Tamil Nadu might have been ahead of most States when it comes to the mid-day meal scheme, not only as the pioneer of the programme but also in setting standards. But the recent tragedy at Neyveli calls for a recheck at the state of affairs at the grassroots.
One of the main requirements under the mid-day meal scheme has been clean kitchen sheds for cooking and storage. But at the moment, thousands of schools still do not have kitchens. In a number of schools, classrooms are used as kitchens.
As per the Rashatriya Madhayamic Shikasha Abhiyan’s (RMSA) report of 2012-13, as many as 2,918 schools in the State do not have kitchens. In Vellore district alone, 231 schools still do not have kitchens.
According to a primer on the mid-day meal schemes submitted by economists and social activists part of the right to food campaigns, “Kitchen sheds are vital from the point of view of safety — to avoid contamination, fires, and accidents. There should be protection from smoke through chimneys, smokeless chulhas and exhaust fans. Storage facilities are a must to protect against rodents and infestation.”
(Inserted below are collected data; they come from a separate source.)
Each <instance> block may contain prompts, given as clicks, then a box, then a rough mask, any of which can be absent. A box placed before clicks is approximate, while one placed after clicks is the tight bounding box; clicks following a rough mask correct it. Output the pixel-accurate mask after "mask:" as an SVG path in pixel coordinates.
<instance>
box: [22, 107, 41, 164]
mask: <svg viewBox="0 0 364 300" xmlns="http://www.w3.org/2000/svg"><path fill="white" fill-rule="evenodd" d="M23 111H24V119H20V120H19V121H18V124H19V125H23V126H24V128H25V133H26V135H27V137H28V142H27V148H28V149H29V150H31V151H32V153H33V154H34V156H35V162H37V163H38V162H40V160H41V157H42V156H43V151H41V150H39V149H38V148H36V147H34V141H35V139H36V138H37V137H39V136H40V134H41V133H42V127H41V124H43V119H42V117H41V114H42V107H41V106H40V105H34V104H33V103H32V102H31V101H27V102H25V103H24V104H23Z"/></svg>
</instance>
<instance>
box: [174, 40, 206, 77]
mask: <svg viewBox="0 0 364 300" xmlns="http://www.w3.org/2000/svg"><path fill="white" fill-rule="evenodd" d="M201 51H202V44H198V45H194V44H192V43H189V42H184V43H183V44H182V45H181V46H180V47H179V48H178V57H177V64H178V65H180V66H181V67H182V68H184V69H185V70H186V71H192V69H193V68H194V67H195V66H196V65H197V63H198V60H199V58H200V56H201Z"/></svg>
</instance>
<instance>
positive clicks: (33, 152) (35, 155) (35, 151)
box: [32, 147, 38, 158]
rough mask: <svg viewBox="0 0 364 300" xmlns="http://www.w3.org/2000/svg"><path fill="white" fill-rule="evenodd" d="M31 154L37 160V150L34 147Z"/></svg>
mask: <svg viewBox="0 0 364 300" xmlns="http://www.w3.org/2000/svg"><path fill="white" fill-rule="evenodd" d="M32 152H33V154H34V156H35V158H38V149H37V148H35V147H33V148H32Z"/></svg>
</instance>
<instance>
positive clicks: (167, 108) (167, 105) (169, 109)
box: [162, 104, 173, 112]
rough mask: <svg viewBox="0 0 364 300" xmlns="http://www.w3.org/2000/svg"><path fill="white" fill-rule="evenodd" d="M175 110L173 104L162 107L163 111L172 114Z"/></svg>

A review mission on Mid-Day Meal Scheme in TN undertaken by the Union Ministry of Human Resource Development in November 2011 found that a large number of kitchen-cum-stores sanctioned by the Central government are yet to be constructed. It also pointed out that in National Child Labour Project Schools in the State, as kitchens are not available, food is cooked under sun shades and in corridors.
Other districts with a large number of such schools include Villupurum, Thirunelveli, Thiruvannamalai, Kancheepurum, and Thanjavur.